Has anyone seen a deliveries being done by Amazon liveried step vans? I was recently in West Deptford (DJE2) and saw a fleet of brand new MT45s.

There were also MT45s parked at ACY1 but that is not a flex location.


----------



## jaxbeachrides (May 27, 2015)

Yeah seen a ton of those. New window stickers and everything. Also routinely see fleets of brand new dsp vans at auto auctions, which have obviously already taken a significant financial loss. None of it makes sense.


----------



## UberBastid (Oct 1, 2016)

jaxbeachrides said:


> None of it makes sense.


Welcome to 2020 -- wake me up when this bad dream ends.


----------



## TomTheAnt (Jan 1, 2019)

First time I saw an Amazon driver drop a package for me in one of those.
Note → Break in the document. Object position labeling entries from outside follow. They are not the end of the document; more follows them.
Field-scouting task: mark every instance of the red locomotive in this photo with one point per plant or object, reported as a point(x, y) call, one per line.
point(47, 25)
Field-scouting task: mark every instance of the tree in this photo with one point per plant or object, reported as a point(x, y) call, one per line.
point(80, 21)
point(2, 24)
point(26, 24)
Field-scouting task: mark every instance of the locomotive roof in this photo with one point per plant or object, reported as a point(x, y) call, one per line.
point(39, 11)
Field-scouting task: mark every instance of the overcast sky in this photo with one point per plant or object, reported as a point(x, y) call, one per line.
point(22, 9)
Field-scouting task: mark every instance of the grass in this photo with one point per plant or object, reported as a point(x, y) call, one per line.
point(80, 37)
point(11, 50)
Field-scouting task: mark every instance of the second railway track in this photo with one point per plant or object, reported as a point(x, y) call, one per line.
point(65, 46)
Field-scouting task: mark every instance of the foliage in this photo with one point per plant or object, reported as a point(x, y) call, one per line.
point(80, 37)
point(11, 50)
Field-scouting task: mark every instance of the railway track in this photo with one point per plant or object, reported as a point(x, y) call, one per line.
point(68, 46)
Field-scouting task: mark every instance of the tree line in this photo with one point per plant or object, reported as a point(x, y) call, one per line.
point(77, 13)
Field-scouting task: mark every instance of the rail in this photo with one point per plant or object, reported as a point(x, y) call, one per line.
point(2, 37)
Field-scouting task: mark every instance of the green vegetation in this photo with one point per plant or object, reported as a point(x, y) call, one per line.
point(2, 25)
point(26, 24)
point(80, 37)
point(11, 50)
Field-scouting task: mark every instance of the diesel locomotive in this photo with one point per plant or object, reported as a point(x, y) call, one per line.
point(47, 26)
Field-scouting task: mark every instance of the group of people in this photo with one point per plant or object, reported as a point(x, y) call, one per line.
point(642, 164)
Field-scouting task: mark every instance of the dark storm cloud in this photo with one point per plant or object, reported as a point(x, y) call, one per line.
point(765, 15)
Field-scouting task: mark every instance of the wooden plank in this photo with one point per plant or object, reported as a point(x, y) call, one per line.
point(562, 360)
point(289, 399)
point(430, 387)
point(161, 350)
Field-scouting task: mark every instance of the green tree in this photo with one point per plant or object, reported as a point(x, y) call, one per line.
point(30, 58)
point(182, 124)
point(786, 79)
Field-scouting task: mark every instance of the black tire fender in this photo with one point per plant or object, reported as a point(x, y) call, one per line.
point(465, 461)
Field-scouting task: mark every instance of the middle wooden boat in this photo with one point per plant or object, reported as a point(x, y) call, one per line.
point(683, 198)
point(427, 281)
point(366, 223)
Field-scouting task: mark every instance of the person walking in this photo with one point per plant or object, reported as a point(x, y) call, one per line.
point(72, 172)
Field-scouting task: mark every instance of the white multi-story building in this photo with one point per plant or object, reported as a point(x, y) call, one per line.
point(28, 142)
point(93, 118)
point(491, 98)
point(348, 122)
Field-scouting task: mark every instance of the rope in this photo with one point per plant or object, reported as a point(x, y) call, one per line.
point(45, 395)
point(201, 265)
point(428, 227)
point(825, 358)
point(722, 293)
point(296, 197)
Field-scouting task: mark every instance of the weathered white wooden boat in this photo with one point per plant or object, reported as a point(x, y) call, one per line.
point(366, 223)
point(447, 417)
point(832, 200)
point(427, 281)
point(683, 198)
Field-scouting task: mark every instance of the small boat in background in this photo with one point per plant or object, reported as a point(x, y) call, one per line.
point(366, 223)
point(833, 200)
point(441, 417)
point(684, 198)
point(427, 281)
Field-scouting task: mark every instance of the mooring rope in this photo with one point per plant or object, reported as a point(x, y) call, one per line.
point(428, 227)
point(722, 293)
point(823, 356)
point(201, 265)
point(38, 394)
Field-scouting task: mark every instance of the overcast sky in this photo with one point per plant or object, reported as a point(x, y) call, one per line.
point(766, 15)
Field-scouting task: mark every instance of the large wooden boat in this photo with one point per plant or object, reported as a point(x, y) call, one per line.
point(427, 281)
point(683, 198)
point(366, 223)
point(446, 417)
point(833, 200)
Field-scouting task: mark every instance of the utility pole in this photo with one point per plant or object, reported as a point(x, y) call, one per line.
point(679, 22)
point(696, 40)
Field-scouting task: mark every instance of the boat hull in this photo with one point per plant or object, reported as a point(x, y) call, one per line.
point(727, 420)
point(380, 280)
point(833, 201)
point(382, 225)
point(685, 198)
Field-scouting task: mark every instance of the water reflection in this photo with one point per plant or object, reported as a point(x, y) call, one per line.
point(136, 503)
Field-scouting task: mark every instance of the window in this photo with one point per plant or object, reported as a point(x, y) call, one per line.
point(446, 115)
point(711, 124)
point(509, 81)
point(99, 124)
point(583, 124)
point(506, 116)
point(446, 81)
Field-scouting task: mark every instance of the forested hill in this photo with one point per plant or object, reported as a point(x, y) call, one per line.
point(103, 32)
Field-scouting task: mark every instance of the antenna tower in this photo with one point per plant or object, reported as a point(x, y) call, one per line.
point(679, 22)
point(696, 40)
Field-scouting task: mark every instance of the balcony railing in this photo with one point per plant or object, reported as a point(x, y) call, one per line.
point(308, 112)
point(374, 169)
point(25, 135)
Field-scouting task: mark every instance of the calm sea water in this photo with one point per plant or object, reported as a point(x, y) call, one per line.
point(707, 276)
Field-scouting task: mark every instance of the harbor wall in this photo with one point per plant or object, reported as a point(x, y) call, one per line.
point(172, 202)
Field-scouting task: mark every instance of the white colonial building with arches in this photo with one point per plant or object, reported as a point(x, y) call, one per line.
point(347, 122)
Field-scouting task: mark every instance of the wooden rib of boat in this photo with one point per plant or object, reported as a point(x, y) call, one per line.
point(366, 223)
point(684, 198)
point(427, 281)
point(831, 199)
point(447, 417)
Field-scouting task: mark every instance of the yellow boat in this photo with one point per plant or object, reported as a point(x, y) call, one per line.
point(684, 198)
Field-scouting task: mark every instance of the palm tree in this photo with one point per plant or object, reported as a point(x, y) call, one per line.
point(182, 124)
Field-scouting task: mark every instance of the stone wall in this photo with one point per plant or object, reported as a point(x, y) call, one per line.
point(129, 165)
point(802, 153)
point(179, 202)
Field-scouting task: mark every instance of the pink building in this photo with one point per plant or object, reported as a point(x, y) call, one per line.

Heard the truck come down the street and thought it might be UPS or FedEx, but was surprised to one with Amazon livery pull in front of my house.


----------



## Ted L. (Jun 8, 2017)

I recently saw one of these doing deliveries. The DOT number was taped over.


----------



## Frontier Guy (Dec 27, 2015)

Quite a few of them in the Denver area too


----------